BMJ Open (Aug 2022)
Cost-free pharmacotherapy in smokers with TIA or stroke: QUIT-MED randomised controlled trial
Abstract
Objective To examine whether cost-free (CF) smoking cessation medication was more effective than a prescription for cessation medication in patients after transient ischaemic attack (TIA) or stroke.Design Two-site randomised trial.Setting Stroke prevention clinics (SPCs) in Ontario, Canada.Participants Smokers with TIA or stroke, willing to quit smoking.Intervention Smoking status was assessed in SPC attendees. Smokers were advised to quit smoking and received recommendations for cessation medication and counselling. Consenting participants were randomly assigned (1:1) to either a CF medication group or a prescription-only (Rx) group. CF participants immediately received a 12-week supply of cessation medication. Rx participants were given a prescription for 12 weeks of cessation medication. Follow-up counselling was provided for 26 weeks.Main outcome The primary outcome was 40-week continuous abstinence verified using a carbon monoxide breath test at 52-week follow-up. Secondary outcomes included abstinence at intermediate timepoints, medication adherence and serious adverse events.Results Hundred and ninety-four participants were randomised and 131 (67.5%) completed the trial. The 40-week continuous abstinence rate at 52-week follow-up was 15.5% in the CF group versus 14.0% in the Rx group (OR=1.13; 95% CI 0.51 to 2.53). The 14-week continuous abstinence rate at 26-week follow-up was 18.6% in the CF group versus 16.8% in the Rx group (OR=1.20; 95% CI 0.56 to 2.55).
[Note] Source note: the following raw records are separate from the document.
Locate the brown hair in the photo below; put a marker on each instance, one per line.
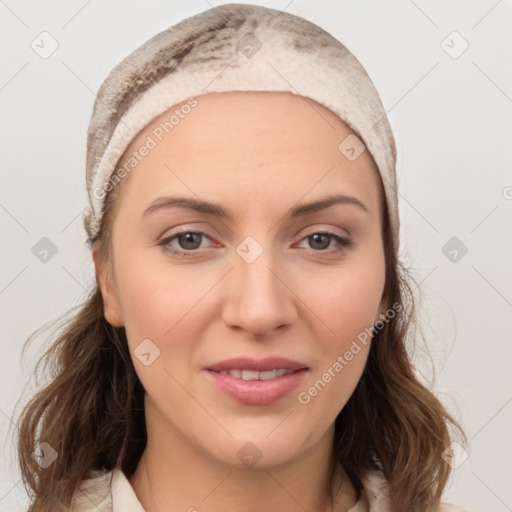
(92, 411)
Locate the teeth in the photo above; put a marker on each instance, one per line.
(254, 375)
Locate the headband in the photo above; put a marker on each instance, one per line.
(234, 47)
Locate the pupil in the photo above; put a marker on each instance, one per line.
(315, 239)
(189, 238)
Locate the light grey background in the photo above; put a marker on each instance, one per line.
(451, 115)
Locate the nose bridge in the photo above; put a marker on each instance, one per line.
(261, 302)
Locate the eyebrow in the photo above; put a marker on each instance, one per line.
(217, 210)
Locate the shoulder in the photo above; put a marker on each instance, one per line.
(376, 495)
(94, 494)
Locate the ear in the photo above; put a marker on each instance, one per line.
(384, 307)
(106, 284)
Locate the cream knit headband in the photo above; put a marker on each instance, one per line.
(233, 47)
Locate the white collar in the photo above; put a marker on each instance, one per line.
(124, 498)
(112, 492)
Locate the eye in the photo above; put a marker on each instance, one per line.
(321, 241)
(188, 242)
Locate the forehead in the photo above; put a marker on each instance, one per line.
(251, 145)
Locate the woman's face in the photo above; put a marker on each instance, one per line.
(259, 281)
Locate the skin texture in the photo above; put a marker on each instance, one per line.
(258, 155)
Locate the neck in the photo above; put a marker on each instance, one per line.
(174, 475)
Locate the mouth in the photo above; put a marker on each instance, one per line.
(255, 375)
(253, 382)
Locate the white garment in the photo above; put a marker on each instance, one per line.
(111, 492)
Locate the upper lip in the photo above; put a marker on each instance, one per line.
(260, 365)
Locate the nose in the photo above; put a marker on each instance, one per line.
(259, 299)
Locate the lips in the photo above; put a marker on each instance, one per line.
(255, 390)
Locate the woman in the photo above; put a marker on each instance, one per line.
(245, 345)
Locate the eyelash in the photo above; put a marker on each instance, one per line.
(344, 243)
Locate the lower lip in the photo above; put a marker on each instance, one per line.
(257, 392)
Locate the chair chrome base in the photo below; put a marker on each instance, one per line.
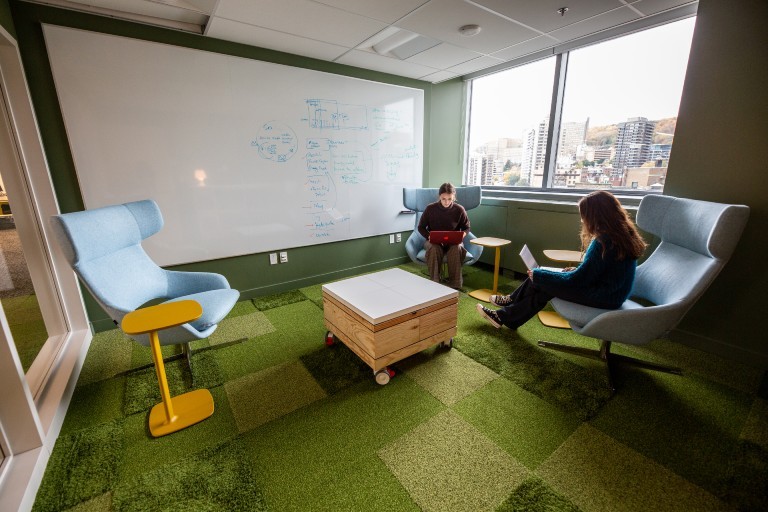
(604, 354)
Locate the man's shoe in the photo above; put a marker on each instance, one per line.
(489, 315)
(501, 300)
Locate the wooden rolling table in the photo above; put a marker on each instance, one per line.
(387, 316)
(553, 318)
(496, 243)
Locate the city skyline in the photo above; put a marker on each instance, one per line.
(598, 87)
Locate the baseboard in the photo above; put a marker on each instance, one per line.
(720, 348)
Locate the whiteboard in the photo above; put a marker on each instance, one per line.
(242, 156)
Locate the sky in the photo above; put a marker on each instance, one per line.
(639, 75)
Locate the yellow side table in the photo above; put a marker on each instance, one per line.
(172, 414)
(552, 318)
(497, 243)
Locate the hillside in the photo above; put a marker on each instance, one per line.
(606, 135)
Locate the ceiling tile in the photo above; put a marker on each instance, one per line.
(377, 62)
(653, 6)
(440, 76)
(542, 14)
(302, 18)
(388, 11)
(228, 30)
(154, 9)
(474, 65)
(596, 24)
(441, 19)
(444, 56)
(532, 45)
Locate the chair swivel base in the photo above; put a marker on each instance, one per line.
(553, 319)
(604, 354)
(189, 408)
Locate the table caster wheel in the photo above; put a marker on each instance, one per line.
(382, 376)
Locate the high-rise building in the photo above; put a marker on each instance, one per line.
(572, 135)
(633, 142)
(534, 151)
(480, 170)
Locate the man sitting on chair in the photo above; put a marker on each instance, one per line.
(445, 215)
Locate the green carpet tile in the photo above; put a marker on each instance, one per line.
(496, 423)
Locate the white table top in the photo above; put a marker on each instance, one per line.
(384, 295)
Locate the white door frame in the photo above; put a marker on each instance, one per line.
(33, 406)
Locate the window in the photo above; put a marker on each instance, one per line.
(618, 105)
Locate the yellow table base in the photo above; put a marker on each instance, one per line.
(189, 408)
(553, 319)
(172, 414)
(496, 243)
Seven-day point-prevalence abstinence at 12 weeks was 38.1% in the CF group versus 26.9% in the Rx group (OR=1.76; 95% CI 0.94 to 3.28). Medication adherence was higher in the CF group versus the Rx group (47.4%±41.2% vs 25.5±36.8%, p<0.001). Serious adverse events occurred in 11.1% of participants and were unrelated to treatment.Conclusions Our findings were inconclusive; we failed to meet our recruitment target and the effect size was smaller than anticipated. CF medication improved medication adherence.Trial registration number NCT00962988; ClinicalTrials.gov Identifier.